Pasta alla norma is a pasta dish originally from Catania, Sicily. The original recipe is with ricotta salata, I replaced it with fresh ricotta cheese because ricotta salata is hard to find where I live. I also added the pesto for extra flavour.


serves 4


320 grams paccheri pasta

2 aubergines

3 cloves of garlic

1 teaspoon of nutmeg

olive oil

4 tablespoons pesto

4 tablespoons ricotta cheese

tomato sauceĀ 

salt and pepper


  1. Chop the aubergines into 2 cm chunks, set aside.
  2. Peel and finely slice the garlic, set aside.
  3. Heat a splash of olive oil in a large frying pan over a medium heat.
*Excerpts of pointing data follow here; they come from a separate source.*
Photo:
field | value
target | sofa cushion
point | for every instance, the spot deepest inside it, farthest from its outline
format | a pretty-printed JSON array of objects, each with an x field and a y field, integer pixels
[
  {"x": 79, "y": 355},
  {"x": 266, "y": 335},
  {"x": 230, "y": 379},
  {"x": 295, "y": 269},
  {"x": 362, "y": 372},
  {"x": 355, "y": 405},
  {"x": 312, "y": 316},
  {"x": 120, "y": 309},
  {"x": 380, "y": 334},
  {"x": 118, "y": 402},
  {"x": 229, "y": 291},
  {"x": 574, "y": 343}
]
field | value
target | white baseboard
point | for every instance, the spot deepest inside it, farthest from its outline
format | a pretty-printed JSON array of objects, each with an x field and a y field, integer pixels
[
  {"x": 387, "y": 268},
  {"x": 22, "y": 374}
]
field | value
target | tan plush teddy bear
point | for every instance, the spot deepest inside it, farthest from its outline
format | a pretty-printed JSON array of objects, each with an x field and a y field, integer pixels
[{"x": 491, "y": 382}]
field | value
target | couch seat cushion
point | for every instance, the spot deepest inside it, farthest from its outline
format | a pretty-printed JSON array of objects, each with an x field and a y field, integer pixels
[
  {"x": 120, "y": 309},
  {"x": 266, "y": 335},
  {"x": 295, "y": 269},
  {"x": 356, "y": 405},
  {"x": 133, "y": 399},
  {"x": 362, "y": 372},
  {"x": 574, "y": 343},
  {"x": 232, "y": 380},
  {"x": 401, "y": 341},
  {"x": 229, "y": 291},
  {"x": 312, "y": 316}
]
Once hot add the aubergines and nutmeg.
  4. Fry until softened and golden brown, stirring occasionally.
  5. Add the sliced garlic, salt and pepper and set aside.
  6. Cook the pasta in a pan of boiling water until al dente.
  7. Drain the pasta.
  8. In a large bowl combine the pasta, tomato sauce and aubergines and toss well.
  9. Divide between your bowls and finish with a tablespoon of ricotta and pesto.